Re: [Zope] Zope 2.7.3 Memory Leaks

2 Dec 2004

      On Thu, 2004-12-02 at 17:24, Andy Yates wrote:
...
Now it seems to leak memory (400+ Mb) to the point I have to restart
Zope every 3 days.
I've read that memory leaks are almost always caused by the programmer,
so I set up some very simple tests that did not involve existing code.
Great idea.
...
First I used ab to get a simple page template.  After running 1000s of
request the memory had climbed slowly and never went down.

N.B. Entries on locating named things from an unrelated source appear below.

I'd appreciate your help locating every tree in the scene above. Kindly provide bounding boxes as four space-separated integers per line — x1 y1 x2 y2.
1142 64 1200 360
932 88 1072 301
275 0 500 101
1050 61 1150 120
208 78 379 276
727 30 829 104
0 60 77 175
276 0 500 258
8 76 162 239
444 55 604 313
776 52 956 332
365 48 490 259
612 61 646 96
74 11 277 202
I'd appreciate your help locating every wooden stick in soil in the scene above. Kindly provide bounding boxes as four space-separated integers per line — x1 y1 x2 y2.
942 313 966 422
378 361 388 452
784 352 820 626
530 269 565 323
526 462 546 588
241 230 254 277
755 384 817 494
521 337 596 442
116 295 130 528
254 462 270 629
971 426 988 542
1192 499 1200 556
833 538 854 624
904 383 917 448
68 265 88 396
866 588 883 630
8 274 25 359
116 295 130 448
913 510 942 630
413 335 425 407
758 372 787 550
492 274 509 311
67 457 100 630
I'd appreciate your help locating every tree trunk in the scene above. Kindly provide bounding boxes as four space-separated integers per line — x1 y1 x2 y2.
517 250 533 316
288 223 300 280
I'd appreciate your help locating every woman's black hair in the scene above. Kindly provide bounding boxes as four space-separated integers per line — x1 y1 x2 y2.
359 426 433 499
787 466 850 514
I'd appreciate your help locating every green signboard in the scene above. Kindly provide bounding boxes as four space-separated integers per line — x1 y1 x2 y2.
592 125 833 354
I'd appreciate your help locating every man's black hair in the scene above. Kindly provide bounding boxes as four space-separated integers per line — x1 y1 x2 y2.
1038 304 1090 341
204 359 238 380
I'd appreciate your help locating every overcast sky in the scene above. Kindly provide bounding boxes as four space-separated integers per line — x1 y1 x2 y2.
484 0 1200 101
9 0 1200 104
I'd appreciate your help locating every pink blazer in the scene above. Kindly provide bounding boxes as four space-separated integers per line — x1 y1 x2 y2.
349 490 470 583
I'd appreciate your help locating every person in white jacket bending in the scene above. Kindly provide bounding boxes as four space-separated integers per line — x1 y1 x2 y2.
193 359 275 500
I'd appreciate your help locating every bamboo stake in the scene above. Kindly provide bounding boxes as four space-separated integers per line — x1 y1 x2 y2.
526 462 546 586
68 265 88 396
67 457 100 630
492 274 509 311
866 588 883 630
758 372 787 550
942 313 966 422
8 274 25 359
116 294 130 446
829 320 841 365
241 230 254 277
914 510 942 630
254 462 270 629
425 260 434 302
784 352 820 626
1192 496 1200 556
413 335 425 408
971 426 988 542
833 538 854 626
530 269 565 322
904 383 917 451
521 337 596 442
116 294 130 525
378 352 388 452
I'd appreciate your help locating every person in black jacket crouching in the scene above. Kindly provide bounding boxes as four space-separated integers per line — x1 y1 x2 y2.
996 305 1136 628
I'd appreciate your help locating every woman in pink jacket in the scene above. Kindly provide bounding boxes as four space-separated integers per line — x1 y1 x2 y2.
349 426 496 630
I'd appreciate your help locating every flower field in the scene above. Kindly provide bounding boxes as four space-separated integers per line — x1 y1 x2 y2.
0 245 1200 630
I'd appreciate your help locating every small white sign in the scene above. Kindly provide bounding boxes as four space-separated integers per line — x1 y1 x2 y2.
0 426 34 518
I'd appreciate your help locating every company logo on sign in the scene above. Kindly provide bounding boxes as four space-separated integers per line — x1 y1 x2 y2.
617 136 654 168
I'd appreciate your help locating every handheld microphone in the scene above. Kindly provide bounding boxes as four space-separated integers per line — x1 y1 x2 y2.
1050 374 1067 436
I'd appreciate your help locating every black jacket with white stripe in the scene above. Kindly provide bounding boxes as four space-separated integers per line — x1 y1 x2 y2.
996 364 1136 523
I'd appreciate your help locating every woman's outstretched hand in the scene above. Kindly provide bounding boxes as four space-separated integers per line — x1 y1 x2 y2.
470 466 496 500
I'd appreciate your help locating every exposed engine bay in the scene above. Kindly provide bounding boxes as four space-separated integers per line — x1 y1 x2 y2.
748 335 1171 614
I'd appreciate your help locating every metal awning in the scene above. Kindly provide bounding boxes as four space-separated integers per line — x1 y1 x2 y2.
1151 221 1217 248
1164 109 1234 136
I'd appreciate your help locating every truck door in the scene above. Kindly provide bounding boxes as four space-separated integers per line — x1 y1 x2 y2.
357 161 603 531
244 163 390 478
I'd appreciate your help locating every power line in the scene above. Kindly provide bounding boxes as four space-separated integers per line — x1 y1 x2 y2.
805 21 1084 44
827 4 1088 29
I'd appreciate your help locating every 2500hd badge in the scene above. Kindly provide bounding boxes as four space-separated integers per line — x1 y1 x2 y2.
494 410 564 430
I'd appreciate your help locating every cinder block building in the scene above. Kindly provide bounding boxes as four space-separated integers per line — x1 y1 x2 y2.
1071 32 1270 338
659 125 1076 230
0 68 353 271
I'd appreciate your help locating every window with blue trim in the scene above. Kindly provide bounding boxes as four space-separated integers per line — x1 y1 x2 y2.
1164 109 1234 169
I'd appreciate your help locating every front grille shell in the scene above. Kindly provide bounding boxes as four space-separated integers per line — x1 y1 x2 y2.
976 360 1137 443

A possible leak but not necessarily a smoking gun.  You'd need to
examine the references created by each request.
...
Next I created an 8Mb page template.  This caused the memory usage to
climb much faster.  After the test the memory never goes back down.
Do these templates access the sessioning machinery?
...
I installed LeakFinder and started running more tests.
I used ab to get a python script that stored a 1k string in the session
object.  The transient object container timeout was set to 1 minute.
This also caused Zope to consume memory.  LeakFinder said the
Products.Transience.TransientObject.TransientObject ref count grew with
each request and never went down.  Everything else seemed to level off.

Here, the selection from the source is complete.